Par  Dr Théodore TEMWA, Analyste politique

Si le Cameroun peut encore être appelé à bon escient l’Afrique en miniature, ce n’est plus tant à cause des merveilles de tous les recoins du continent qui s’y trouveraient mais à cause des conflits, des souffrances et autres pratiques liberticides qui y ont élu domicile. Qualifiée autrefois de « havre de paix », la rivière des crevettes est devenue aujourd’hui la rivière des larmes de ceux qui sont victimes des exactions des groupes terroristes, des conflits intercommunautaires, des persécutions politiques, des tracasseries policières, d’expropriation foncière, du chômage organisé par les prévaricateurs de la fortune publique, de l’inflation galopante et inquiétante. Si la paix n’est pas seulement l’absence de guerre, la paix des cimetières telle qu’observée ici n’est pas non plus celle recherchée. Si davantage il convient de distinguer la paix négative de la paix positive, cette distinction vaut particulièrement pour le Cameroun où la misère subjective côtoie la vie chère.

Pourtant, le gouvernement déploie d’énormes efforts pour la sécurité des biens et des personnes, pour l’autosuffisance alimentaire, pour l’entrepreneuriat jeune, etc. mais la situation n’est guère reluisante ; on pourrait même dire qu’elle empire si on en croit les cris des populations accablées. Les experts et les théoriciens ont jusqu’ici proposé une panoplie de solutions qui tardent à produire des résultats, les religieux ont à leur tour élevé des prières œcuméniques au ciel pour une vie libérée du mal-être mais la paix en tant que telle reste précaire. D’où cette énième contribution pour le renforcement de la paix au Cameroun. Et la question que tout le monde se pose est évidemment celle de savoir ce qui manque à l’appel pour que ce pays aux potentialités innombrables prenne enfin son envol vers une vie réellement paisible.
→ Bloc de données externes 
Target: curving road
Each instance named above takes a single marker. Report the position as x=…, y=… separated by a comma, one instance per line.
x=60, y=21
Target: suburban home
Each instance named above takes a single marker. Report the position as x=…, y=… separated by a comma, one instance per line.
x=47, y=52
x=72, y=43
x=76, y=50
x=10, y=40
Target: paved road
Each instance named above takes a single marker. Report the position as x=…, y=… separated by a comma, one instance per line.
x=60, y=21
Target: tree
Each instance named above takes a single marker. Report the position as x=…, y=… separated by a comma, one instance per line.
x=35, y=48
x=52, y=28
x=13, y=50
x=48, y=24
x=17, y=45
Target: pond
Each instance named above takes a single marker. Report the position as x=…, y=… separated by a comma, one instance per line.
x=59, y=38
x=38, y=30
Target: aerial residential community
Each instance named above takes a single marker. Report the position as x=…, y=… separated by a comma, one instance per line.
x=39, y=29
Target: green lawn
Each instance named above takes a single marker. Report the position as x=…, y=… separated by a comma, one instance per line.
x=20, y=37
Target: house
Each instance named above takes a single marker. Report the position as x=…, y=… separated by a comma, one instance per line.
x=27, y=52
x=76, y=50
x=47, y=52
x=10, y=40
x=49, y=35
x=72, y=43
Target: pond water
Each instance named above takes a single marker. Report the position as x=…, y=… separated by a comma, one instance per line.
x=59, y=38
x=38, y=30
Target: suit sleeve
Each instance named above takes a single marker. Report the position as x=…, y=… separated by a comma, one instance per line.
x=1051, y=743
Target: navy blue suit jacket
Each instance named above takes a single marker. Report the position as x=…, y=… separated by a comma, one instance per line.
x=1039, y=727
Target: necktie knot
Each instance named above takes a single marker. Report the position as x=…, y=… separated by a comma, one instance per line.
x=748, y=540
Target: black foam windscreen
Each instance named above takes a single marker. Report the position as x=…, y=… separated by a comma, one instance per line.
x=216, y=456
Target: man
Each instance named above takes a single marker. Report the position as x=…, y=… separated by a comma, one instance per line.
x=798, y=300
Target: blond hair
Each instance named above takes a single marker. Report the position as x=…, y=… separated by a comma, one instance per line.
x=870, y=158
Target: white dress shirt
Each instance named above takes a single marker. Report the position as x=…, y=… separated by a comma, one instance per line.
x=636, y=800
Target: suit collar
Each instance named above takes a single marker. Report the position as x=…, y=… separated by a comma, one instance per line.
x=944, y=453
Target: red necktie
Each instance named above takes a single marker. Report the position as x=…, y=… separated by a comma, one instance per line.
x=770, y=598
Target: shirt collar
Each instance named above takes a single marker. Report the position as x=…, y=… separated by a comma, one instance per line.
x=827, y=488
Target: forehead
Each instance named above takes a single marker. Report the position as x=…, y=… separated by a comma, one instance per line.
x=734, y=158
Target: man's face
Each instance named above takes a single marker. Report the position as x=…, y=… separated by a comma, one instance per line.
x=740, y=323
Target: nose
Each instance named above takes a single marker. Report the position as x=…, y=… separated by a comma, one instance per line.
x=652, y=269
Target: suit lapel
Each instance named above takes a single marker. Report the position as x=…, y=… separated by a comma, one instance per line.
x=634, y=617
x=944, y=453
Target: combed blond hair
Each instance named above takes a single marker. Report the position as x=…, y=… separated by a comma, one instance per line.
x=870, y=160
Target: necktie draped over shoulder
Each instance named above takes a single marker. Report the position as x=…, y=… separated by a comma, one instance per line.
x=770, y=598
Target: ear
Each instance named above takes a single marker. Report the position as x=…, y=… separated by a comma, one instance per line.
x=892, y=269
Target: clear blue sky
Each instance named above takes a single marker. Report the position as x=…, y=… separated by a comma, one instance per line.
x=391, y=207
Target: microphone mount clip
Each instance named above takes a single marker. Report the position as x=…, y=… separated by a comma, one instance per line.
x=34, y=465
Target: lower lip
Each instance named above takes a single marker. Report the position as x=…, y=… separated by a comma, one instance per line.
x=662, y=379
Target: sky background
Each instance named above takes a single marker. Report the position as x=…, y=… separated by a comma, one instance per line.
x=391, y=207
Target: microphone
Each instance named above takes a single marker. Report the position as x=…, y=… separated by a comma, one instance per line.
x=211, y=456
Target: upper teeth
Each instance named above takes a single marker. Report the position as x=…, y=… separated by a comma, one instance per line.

Le Cameroun : havre de paix ou  paix des cimetières ?

Le Cameroun est-il réellement un pays de paix comme le scandent inlassablement ses hommes politiques et les masses politisées qui le répètent mécaniquement après eux ?  Les arguments en faveur de la paix ne manquent pas mais les conflits et les souffrances sont aussi visibles, indiquant que la paix en tant que justice sociale ou accès aux commodités d’existence n’est pas encore au rendez-vous. D’ailleurs, dans La Stratégie de Relèvement et la Consolidation de la Paix dans les régions du Septentrion et de l’Est du Cameroun 2018 – 2022 (RCP) produite par le gouvernement du Cameroun avec l’appui technique du personnel du Groupe de la Banque mondiale, de l’Organisation des Nations Unies et de l’Union européenne, nous pouvons lire que ce document a été élaboré « pour une accélération des actions de réduction de la pauvreté, concourant à la paix et, par conséquent, au développement durable, notamment dans le périmètre des régions Septentrionales et de l’Est, touchées par les effets négatifs des crises transfrontalières et sécuritaires […] Le choix de cet outil d’envergure transrégionale témoigne de la volonté de l’État d’améliorer durablement les conditions de vie des populations de l’Extrême-Nord, de l’Est, du Nord et de l’Adamaoua, dont les conséquences de la guerre contre la secte terroriste Boko Haram et celles de la guerre interne en République Centrafricaine ont aggravé considérablement la vulnérabilité, l’insécurité alimentaire, la malnutrition et les épidémies. Le mérite de cette Stratégie RCP est qu’elle constitue une réponse appropriée aux problèmes socio-économiques posés dans ces régions. L’accent mis sur le paradigme de la paix et la traduction des besoins des populations en actes, facilitée par un cadre de redevabilité mutuelle, fait son originalité (p. VIII).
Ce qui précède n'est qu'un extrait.